Bug 1659389

Summary: Consider storing resolved IP address into corosync.conf ringX_addr field
Product: Red Hat Enterprise Linux 8 Reporter: Jan Friesse <jfriesse>
Component: pcsAssignee: Tomas Jelinek <tojeline>
Status: CLOSED NOTABUG QA Contact: cluster-qe <cluster-qe>
Severity: high Docs Contact:
Priority: high    
Version: 8.0CC: ccaulfie, cfeist, cluster-maint, idevat, kgaillot, michele, mmcgrath, omular, rsteiger, tojeline
Target Milestone: rc   
Target Release: 8.0   
Hardware: All   
OS: All   
Whiteboard:
Fixed In Version: Doc Type: If docs needed, set a value
Doc Text:
Story Points: ---
Clone Of: Environment:
Last Closed: 2019-01-14 16:22:59 UTC Type: Bug
Regression: --- Mount Type: ---
Documentation: --- CRM:
Verified Versions: Category: ---
oVirt Team: --- RHEL 7.3 requirements from Atomic Host:
Cloudforms Team: --- Target Upstream Version:
Embargoed:

Description Jan Friesse 2018-12-14 09:01:06 UTC
Description of problem:

As described in bug 1659269 and bug 1654630 corosync has quite a few problems with reliable resolve of hostname. We now should have a quite good solution which will work most of the time, but it's still not perfect a may require changes in corosync.conf.

Basically there are two problems which are in contradiction:
- Corosync doesn't force ip order - but then we hit bug 1654630
- Corosync force ip order - then we hit bug 1659269

Pseudo solution would be to define order as a ip4 then ip6 (because most of the people use ipv4 as a primary ip family), but then ip6 setups will be hit.

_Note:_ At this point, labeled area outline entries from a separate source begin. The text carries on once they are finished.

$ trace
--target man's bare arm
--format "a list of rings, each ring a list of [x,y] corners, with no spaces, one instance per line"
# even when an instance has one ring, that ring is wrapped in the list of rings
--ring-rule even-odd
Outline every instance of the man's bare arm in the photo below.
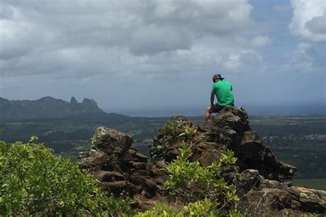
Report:
[[[215,98],[215,95],[214,93],[210,93],[210,106],[213,106],[214,105],[214,98]]]

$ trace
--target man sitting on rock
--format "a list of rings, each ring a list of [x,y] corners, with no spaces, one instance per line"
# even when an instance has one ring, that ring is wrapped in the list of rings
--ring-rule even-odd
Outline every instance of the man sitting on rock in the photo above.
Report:
[[[229,82],[224,81],[220,74],[215,74],[213,76],[213,84],[212,93],[210,94],[210,106],[207,108],[205,119],[207,120],[211,113],[218,113],[226,106],[234,106],[235,99],[232,92],[232,85]],[[214,99],[216,95],[217,103],[214,104]]]

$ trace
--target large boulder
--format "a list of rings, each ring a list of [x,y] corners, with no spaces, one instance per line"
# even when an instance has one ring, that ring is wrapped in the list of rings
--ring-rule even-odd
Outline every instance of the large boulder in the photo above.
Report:
[[[121,154],[128,150],[132,143],[133,138],[128,134],[99,126],[91,139],[91,148],[107,153]]]

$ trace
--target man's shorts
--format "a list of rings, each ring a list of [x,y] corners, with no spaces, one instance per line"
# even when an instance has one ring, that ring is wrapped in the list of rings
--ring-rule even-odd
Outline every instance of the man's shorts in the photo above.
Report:
[[[232,104],[230,106],[234,106],[235,105]],[[224,108],[225,106],[219,106],[217,103],[217,104],[215,104],[213,106],[210,106],[210,111],[213,113],[217,113]]]

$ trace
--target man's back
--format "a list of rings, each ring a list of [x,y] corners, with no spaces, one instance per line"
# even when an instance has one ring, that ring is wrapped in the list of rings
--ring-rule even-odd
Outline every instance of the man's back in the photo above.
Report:
[[[212,93],[215,94],[219,106],[226,106],[235,103],[232,85],[228,81],[220,80],[214,83],[212,87]]]

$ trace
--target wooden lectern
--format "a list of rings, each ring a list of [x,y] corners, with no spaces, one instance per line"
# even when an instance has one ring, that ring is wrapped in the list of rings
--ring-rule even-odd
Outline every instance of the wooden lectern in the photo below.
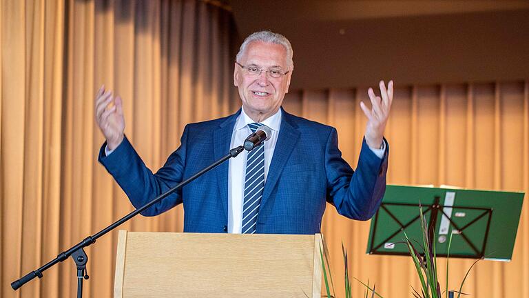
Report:
[[[114,297],[320,297],[320,234],[120,230]]]

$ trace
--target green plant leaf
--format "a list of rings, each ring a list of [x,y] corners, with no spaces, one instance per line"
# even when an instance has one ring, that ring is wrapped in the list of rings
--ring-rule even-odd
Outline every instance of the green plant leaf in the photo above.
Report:
[[[320,246],[320,257],[322,258],[322,268],[323,269],[323,279],[325,281],[325,289],[327,291],[327,297],[331,297],[331,290],[329,288],[329,281],[327,281],[327,271],[325,270],[325,262],[323,261],[323,251],[322,246]]]
[[[336,295],[336,291],[334,290],[334,282],[333,281],[333,272],[331,270],[331,263],[329,261],[329,248],[327,248],[327,242],[325,241],[325,237],[323,237],[323,234],[320,233],[320,237],[322,238],[322,243],[323,244],[323,255],[325,257],[325,261],[327,264],[327,269],[329,270],[329,277],[331,279],[331,289],[333,290],[333,295]]]
[[[375,294],[375,295],[378,296],[380,298],[384,298],[383,297],[380,296],[380,294],[379,294],[379,293],[377,293],[377,292],[375,292],[375,287],[373,287],[373,288],[371,288],[369,287],[369,284],[365,284],[364,283],[364,281],[361,281],[361,280],[358,279],[357,278],[356,278],[356,277],[353,277],[353,279],[356,279],[356,281],[358,281],[359,283],[360,283],[360,284],[362,284],[362,285],[364,285],[364,287],[366,287],[366,288],[367,288],[369,290],[371,290],[371,292],[373,292],[373,294]]]

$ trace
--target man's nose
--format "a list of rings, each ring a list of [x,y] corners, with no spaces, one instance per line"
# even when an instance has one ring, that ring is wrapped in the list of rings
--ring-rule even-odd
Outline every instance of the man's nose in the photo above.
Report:
[[[260,86],[268,86],[270,83],[270,81],[268,79],[268,72],[266,70],[261,71],[259,77],[257,77],[256,81]]]

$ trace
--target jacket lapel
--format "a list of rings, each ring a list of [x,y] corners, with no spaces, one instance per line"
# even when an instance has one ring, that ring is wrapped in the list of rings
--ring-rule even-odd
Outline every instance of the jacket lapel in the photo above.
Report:
[[[261,204],[259,207],[260,210],[262,206],[267,203],[268,198],[272,192],[272,190],[278,182],[278,179],[283,171],[283,168],[287,161],[289,159],[292,150],[294,149],[298,140],[300,138],[300,132],[298,130],[298,126],[290,114],[282,111],[281,126],[279,130],[279,136],[278,136],[278,142],[276,143],[276,148],[273,150],[273,157],[270,163],[270,168],[268,170],[267,181],[264,183],[264,190],[263,190]]]
[[[240,110],[236,113],[227,117],[218,128],[214,132],[211,139],[214,140],[214,155],[215,160],[218,160],[229,152],[229,145],[231,143],[231,135],[234,132],[237,116],[240,113]],[[217,173],[217,181],[220,191],[220,200],[224,206],[224,212],[226,219],[228,218],[228,175],[229,161],[226,161],[215,168]]]

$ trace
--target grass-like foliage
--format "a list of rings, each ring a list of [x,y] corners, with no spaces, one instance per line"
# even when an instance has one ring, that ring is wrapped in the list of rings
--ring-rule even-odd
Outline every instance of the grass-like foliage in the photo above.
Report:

PCS cluster setup has a big advantage of being executed on fully booted system, so it doesn't hit the bug 1654630. It can also check that list of all nodes IPs is equal on all nodes (or at least this was my impression on Monday 10.12.2008 call). This also means that pcs is already doing resolving.

Having said all of above, I would like to ask you to consider storing resolved IPs in corosync.conf for ringX_addr fields (of course with option to disable this new default behavior and store hostname).


Actual results:
# pcs cluster setup test node_name

corosync.conf:

    node {
        ring0_addr: node_name
        name: node_name
        nodeid: 1
    }

Expected results:

corosync.conf:

    node {
        ring0_addr: node_ip
        name: node_name
        nodeid: 1
    }

Comment 1 Jan Friesse 2018-12-14 09:03:53 UTC
(typo fix: Monday 10.12.2018, 10.12.2008 was Wednesday and no pcs existed ;) )

Comment 2 Tomas Jelinek 2019-01-07 12:15:56 UTC
*** Bug 1659269 has been marked as a duplicate of this bug. ***

Comment 4 Tomas Jelinek 2019-01-08 12:21:22 UTC
Proposed solution draft:

1) Cluster setup:
* If no address is specified for a node in 'cluster setup' command, use an address specified for that node in 'host auth' command. (no change here with respect to current state)
* If such address is not an IP address, resolve it on all future cluster nodes. From the resulting IP addresses pick one which is common for all nodes. If no such IP is found, report an error.
* The IP address obtained from the resolving will be either IPv6 or IPv4 depending on other nodes' addresses (specified and default) and ip_version option if specified. If pcs is unable to find IPs for nodes so that a single IP family is used in a ring, then pcs exits with an appropriate error.

2) Node add:
Similar to 'cluster setup' except the required IP family is determined by existing cluster nodes. If an address of the required family cannot be found for a new node, pcs will exit with an appropriate error.

Comment 8 Tomas Jelinek 2019-01-14 16:22:59 UTC
The issue has been resolved at corosync level in bz1665211. There is no need to address this in pcs any longer.